# Missing queen



## RayMarler (Jun 18, 2008)

You "have an observation hive with 2 deep frames and very few bees"...
And "the hive is in bad shape with beetles and some DWV."

I'm sorry to say this Ohive does not sound like it's in good enough shape to worry over. I definitely would not try to find a queen for it, but one might be had from Hawaii, if anywhere. 

#1 I doubt the queen will fly away on her own.
#2 The hive may be in such bad shape that they don't attempt to make a queen.
#3, If she is there she's hiding. She'll be small and skinny from not being in laying condition.
#4 The only place I can think of to get a queen might be Hawaii.
or...
#5 She may have gotten damaged when hive was bumped and disposed of.

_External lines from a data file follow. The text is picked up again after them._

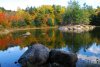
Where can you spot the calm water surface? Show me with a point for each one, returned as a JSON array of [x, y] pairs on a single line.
[[86, 45]]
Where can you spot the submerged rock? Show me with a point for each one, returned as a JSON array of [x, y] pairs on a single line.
[[63, 58], [37, 54]]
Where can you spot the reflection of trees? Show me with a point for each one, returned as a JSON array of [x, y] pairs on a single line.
[[96, 34], [51, 38], [77, 40]]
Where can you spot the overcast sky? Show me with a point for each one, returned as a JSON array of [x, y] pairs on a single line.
[[14, 4]]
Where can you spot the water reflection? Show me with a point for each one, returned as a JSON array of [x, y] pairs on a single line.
[[86, 45], [11, 55]]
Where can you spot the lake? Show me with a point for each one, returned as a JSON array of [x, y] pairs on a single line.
[[86, 45]]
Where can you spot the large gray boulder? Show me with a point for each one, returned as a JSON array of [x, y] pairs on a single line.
[[63, 58], [37, 54]]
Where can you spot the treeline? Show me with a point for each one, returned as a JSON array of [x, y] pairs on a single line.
[[48, 15]]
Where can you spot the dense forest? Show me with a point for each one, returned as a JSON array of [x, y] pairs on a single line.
[[47, 15]]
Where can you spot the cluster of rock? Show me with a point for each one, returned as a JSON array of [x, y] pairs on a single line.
[[40, 56], [76, 28]]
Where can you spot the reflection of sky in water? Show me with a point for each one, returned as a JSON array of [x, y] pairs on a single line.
[[92, 54], [94, 50], [9, 56]]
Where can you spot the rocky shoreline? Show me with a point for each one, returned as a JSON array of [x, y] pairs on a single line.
[[76, 28]]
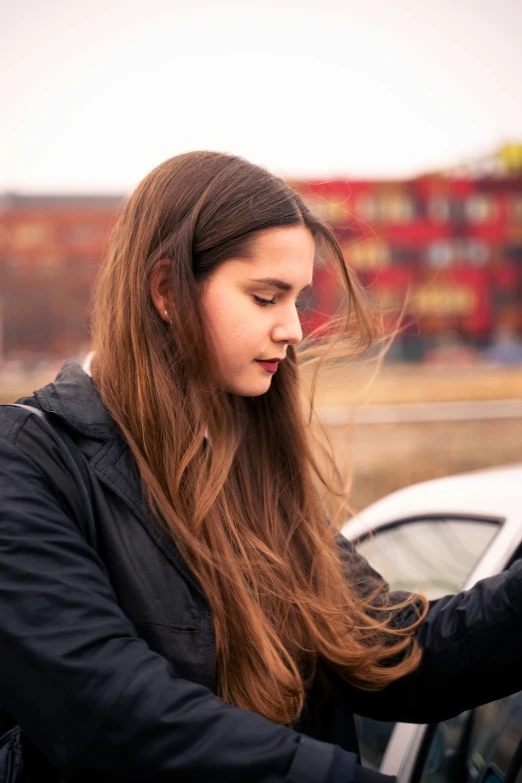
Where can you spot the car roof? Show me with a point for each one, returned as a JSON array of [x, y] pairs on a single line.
[[492, 492]]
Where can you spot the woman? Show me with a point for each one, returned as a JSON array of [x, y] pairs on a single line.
[[218, 630]]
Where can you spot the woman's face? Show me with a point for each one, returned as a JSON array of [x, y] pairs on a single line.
[[250, 310]]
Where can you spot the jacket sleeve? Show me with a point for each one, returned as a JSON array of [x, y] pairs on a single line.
[[86, 689], [472, 647]]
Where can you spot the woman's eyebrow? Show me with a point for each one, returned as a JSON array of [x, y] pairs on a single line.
[[273, 281]]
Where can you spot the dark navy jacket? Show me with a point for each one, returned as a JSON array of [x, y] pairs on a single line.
[[107, 654]]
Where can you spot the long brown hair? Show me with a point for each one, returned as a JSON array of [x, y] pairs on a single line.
[[243, 507]]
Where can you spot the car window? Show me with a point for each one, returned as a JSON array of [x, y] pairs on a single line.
[[477, 746], [434, 556]]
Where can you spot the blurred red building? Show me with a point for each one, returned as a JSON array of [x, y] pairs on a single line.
[[448, 245]]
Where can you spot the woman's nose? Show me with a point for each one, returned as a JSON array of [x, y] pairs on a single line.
[[289, 330]]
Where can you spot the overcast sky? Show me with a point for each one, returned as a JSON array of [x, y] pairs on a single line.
[[94, 93]]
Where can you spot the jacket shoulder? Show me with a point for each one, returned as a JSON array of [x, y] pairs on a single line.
[[13, 418]]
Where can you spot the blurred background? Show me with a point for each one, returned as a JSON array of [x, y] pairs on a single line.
[[401, 125]]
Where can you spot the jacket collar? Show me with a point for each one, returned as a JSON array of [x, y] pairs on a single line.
[[73, 397]]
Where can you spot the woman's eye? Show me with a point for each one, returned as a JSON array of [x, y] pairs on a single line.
[[263, 302]]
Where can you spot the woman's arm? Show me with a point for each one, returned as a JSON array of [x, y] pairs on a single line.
[[87, 690], [472, 647]]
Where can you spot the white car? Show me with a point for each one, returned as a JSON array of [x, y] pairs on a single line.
[[440, 537]]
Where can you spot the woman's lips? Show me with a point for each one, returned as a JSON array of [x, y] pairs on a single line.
[[270, 366]]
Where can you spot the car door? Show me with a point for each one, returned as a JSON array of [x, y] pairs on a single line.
[[433, 554], [478, 746]]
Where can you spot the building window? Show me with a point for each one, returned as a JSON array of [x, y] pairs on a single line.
[[476, 252], [439, 209], [440, 254], [385, 208], [367, 255], [515, 208], [480, 209]]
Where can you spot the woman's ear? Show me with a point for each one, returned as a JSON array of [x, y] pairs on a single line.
[[160, 289]]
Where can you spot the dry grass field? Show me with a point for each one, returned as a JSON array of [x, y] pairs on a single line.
[[380, 458], [383, 457]]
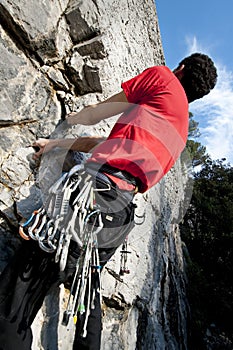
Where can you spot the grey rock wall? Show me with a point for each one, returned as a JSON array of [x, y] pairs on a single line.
[[61, 55]]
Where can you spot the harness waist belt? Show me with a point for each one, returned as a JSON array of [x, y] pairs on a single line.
[[120, 174]]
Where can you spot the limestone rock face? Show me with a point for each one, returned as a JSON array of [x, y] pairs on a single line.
[[58, 56]]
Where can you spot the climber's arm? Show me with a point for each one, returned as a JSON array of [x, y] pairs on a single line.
[[93, 114]]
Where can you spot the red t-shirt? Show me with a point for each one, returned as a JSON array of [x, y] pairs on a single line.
[[149, 137]]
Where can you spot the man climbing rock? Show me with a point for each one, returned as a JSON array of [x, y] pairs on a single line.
[[142, 147]]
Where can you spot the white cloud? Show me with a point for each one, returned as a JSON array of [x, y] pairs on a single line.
[[216, 111]]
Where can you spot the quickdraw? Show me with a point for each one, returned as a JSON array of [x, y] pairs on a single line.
[[124, 257], [59, 220]]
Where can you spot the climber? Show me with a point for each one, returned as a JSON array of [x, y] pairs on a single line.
[[141, 148]]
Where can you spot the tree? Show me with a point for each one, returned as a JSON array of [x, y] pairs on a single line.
[[207, 230]]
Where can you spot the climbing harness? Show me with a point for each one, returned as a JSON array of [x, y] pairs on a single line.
[[70, 212], [62, 219]]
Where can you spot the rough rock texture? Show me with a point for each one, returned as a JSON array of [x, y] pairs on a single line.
[[57, 56]]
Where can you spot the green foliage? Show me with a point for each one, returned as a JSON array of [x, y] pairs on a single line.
[[196, 151], [207, 230]]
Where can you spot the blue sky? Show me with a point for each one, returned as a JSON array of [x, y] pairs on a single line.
[[204, 26]]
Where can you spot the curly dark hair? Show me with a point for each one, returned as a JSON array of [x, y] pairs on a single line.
[[199, 75]]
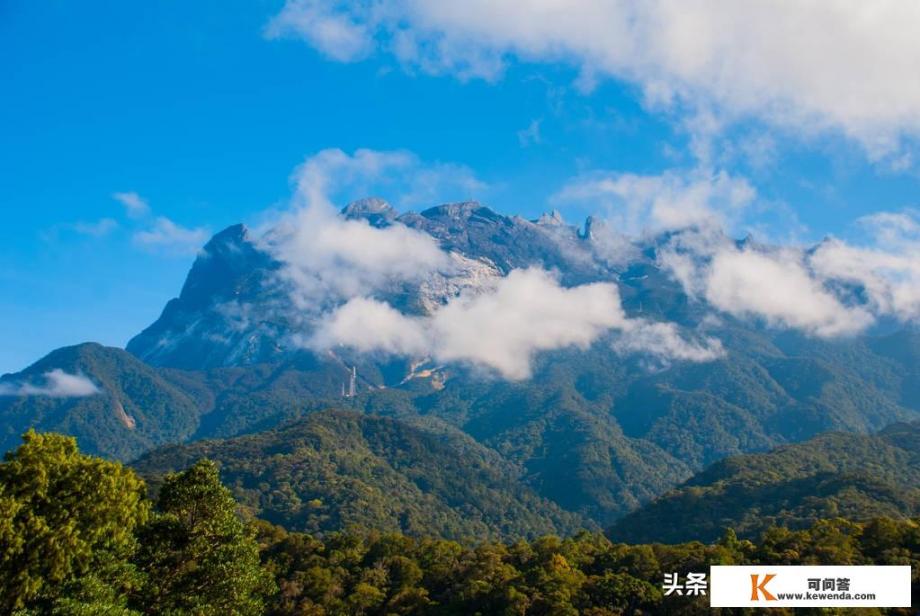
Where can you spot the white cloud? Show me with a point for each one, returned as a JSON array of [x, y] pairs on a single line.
[[887, 269], [639, 204], [664, 341], [808, 66], [329, 258], [100, 228], [58, 384], [164, 234], [135, 205], [778, 288], [334, 33], [503, 328], [530, 135]]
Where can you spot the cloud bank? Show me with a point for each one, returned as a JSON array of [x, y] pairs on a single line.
[[58, 384], [849, 66], [339, 270], [504, 327]]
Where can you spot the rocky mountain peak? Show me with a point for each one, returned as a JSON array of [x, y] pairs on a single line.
[[376, 211]]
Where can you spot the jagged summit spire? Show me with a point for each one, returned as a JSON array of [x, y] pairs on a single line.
[[375, 210]]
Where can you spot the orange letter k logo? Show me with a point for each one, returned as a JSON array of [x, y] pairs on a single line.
[[761, 587]]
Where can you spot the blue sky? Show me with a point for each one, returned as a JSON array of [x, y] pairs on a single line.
[[202, 114]]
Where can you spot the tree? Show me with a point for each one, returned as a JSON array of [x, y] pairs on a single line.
[[67, 523], [199, 556]]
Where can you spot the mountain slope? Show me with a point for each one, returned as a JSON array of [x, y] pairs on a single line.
[[135, 409], [336, 468], [848, 475]]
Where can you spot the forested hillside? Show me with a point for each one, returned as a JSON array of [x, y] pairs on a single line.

For a hive to get in such bad shape as this one sounds like it is in, usually dies out. Is this a surprise to hear?

I am not there seeing what you see. If you think it has enough bees to pull out of it's troubles, the only suggestions I can think of are to put in an apivar strip for mite treatment, and replace the queen if you can find one, and make sure it has stores of pollen and nectar or feed it. It may be a long shot that works, or it may not. You have to decide from what you see there.


----------



## Ruthz (Sep 13, 2011)

I know it is a bad situation. I was trying to save a dying nuc that didn't build up this year by taking inside in an OV. Apparently the mite treatments didn't work, because once in the OV, the mites and DWV were very obvious and ugly. So I tried to treat with OAV, and tons of mites rained down. I thought they might pull through when I saw the queen laying again, but then the hive was knocked over...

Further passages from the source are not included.